SCOTT DOW -
"Complacency is the enemy of success, and it's a very worthy adversary!
- It sneaks up on you, because it's easy to hide.
- It spreads quickly, because it's contagious.
- And when you bring it up, people get defensive.
So you've got to look for complacent behavior, nip it in the bud and expect some pushback when you do.
But remember, complacency doesn't mean disengagement. In fact, complacency hides behind hard work and ambition.
Complacent employees enjoy success. They like the status quo and they want things to stay the same. So successful people keep doing what they've been doing, which includes hard work. And success wets their appetite for more success, so they're still ambitious. And it's hard to warn ambitious, hardworking people about complacency. But here are some signs of complacency you can look for...
The signs that are otherwise easy to miss.
- People become resistant to change and risk averse because the status quo is worked and if it ain't broke, don't fix it mentality. That's complacency.
- There's groupthink because nobody wants to rock the boat. So they rationalize decisions to keep the peace. That's complacency.
- It's easy to procrastinate and be indecisive because you've got the luxury of time. So paralysis by analysis sets in. That's complacency.
- There's more bureaucracy too, because we want to control and replicate success. That's complacency too.
- Then accountability gets fuzzy. There's an old saying "Success has many parents, but failure is an orphan.", and that's why shared success tends to water down accountability. And that's complacency.
So how do you fight complacency?
- You've got to fight overconfidence because it's the oxygen that fuels complacency. So when times are good, you want to promote humility, gratitude, curiosity, open mindedness and agility.

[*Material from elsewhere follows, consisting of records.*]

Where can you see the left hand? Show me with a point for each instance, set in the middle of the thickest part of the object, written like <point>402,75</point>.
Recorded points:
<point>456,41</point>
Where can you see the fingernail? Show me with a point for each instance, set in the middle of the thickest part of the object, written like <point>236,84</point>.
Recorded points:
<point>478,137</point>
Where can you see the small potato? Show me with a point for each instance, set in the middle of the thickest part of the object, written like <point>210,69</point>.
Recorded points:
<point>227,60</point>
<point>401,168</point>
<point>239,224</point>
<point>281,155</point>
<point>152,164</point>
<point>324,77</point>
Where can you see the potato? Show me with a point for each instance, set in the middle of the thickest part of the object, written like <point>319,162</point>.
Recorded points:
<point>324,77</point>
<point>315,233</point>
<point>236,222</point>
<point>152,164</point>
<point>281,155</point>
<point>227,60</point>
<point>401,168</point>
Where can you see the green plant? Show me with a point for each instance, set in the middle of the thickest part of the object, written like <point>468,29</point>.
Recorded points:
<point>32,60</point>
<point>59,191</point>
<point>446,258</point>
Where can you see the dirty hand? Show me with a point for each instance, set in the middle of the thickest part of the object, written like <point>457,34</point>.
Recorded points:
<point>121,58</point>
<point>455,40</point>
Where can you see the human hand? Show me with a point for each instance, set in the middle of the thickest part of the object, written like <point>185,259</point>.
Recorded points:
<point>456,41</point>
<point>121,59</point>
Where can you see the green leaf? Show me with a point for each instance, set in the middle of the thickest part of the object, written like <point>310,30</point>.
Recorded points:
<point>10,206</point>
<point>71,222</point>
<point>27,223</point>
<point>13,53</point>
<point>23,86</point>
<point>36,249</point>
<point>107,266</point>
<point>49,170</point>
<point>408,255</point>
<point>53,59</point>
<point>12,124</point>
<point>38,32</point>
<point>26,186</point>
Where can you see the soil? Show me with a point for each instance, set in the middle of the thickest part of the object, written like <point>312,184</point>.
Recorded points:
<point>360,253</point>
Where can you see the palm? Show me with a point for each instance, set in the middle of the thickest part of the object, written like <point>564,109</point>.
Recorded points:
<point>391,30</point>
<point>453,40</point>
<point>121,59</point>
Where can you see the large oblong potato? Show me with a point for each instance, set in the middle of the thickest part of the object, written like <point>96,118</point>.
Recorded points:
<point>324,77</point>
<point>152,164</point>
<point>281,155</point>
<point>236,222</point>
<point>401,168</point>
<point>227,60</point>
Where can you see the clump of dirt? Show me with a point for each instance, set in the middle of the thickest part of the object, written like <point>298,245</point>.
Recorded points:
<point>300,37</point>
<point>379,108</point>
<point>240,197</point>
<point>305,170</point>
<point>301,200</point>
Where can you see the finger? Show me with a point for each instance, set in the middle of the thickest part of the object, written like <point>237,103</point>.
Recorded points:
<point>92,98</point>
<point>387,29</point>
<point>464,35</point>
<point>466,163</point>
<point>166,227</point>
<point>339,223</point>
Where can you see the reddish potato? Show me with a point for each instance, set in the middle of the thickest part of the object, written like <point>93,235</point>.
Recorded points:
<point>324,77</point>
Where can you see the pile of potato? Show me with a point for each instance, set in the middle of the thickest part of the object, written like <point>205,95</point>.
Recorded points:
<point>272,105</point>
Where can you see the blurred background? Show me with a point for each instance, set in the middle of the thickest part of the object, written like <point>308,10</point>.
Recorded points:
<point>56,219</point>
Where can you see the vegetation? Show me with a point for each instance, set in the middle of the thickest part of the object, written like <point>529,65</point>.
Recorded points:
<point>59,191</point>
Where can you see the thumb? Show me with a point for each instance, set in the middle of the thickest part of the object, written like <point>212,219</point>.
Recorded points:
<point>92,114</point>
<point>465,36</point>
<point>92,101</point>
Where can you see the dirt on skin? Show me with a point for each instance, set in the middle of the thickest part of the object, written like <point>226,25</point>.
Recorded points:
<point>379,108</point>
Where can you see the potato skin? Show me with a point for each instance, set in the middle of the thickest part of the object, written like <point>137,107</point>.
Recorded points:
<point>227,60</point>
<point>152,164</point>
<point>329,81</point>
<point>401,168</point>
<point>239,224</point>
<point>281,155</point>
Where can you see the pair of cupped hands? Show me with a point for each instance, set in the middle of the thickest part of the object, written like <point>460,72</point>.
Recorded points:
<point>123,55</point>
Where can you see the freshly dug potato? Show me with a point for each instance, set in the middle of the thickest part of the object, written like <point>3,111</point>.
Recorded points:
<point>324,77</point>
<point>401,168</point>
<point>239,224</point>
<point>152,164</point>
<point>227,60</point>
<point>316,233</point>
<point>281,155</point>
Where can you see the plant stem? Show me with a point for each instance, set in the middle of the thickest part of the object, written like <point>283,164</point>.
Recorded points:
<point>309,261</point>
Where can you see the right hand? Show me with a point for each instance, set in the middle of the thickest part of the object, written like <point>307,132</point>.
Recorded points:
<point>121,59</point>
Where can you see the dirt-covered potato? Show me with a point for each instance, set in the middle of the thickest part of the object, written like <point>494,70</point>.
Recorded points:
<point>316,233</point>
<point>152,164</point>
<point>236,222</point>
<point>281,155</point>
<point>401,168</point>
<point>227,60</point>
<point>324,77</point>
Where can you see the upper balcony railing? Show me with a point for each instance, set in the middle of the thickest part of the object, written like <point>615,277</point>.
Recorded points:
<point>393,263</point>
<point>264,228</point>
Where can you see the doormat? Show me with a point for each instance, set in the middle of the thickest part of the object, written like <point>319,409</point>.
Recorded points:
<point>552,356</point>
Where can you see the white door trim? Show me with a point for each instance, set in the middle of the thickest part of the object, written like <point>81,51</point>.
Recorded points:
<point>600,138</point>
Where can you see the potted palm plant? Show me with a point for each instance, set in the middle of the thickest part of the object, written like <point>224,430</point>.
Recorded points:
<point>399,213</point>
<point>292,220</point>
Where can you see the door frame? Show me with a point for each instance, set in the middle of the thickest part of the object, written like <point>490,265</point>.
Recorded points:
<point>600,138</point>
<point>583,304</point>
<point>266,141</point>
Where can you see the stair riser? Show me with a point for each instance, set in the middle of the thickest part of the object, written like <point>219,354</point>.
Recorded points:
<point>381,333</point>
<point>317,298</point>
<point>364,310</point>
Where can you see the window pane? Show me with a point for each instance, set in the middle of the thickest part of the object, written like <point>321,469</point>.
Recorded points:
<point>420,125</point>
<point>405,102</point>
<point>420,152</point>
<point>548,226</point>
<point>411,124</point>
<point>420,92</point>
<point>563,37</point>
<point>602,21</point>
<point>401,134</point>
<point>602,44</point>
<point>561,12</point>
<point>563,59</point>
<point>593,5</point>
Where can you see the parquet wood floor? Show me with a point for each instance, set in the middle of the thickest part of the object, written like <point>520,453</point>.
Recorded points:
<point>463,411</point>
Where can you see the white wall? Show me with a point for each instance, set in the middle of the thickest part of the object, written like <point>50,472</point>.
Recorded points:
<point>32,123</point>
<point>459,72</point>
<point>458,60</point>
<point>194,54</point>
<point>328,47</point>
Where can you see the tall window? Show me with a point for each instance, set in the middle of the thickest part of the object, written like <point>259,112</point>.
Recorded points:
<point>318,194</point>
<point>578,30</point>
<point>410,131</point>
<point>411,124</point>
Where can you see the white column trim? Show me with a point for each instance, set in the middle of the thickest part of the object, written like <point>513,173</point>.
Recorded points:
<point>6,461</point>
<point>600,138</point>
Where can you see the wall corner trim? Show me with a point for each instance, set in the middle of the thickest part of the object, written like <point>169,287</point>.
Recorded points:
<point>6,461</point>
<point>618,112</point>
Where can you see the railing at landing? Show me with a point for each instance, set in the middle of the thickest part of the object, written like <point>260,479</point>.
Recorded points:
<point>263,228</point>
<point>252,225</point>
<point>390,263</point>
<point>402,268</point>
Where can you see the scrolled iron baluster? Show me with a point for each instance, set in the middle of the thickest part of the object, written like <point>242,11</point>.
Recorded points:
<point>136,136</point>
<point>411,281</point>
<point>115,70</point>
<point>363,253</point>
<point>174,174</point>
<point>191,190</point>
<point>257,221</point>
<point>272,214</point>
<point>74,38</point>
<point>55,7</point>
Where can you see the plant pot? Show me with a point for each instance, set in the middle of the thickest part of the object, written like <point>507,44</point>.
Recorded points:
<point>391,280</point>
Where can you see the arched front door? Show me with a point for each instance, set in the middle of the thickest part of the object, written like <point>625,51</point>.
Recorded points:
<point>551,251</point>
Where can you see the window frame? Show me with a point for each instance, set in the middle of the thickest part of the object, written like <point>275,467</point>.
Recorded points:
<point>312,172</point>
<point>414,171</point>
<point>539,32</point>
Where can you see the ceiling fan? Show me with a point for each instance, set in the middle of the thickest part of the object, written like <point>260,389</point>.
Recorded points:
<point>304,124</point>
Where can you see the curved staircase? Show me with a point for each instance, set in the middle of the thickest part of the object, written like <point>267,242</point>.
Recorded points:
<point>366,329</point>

- You've got to explain what complacency looks like, warn against it, and whenever you see it, spray it with disinfectant.
- Attack groupthink. Promote diversity. Embrace your contrarians, encourage debate and be the devil's advocate.
- Don't allow people to get comfortable. Focus on continuous improvement and use process goals to track daily and weekly progress.
- Caution against the status quo. Track your progress and celebrate change.
- Encourage trial and error. Celebrate the struggle. Promote resilience and grit and leverage your setbacks as learning opportunities.
- Limit the bureaucracy, push empowerment down the organization. Give people the right tools and hold them accountable.
Remember, people have a natural affinity for the status quo, especially when times are good.
But Andy Grove, the former CEO of intel, said, "Success breeds complacency, complacency breeds failure. And only the paranoid survive."
So don't fear success. Fear complacency."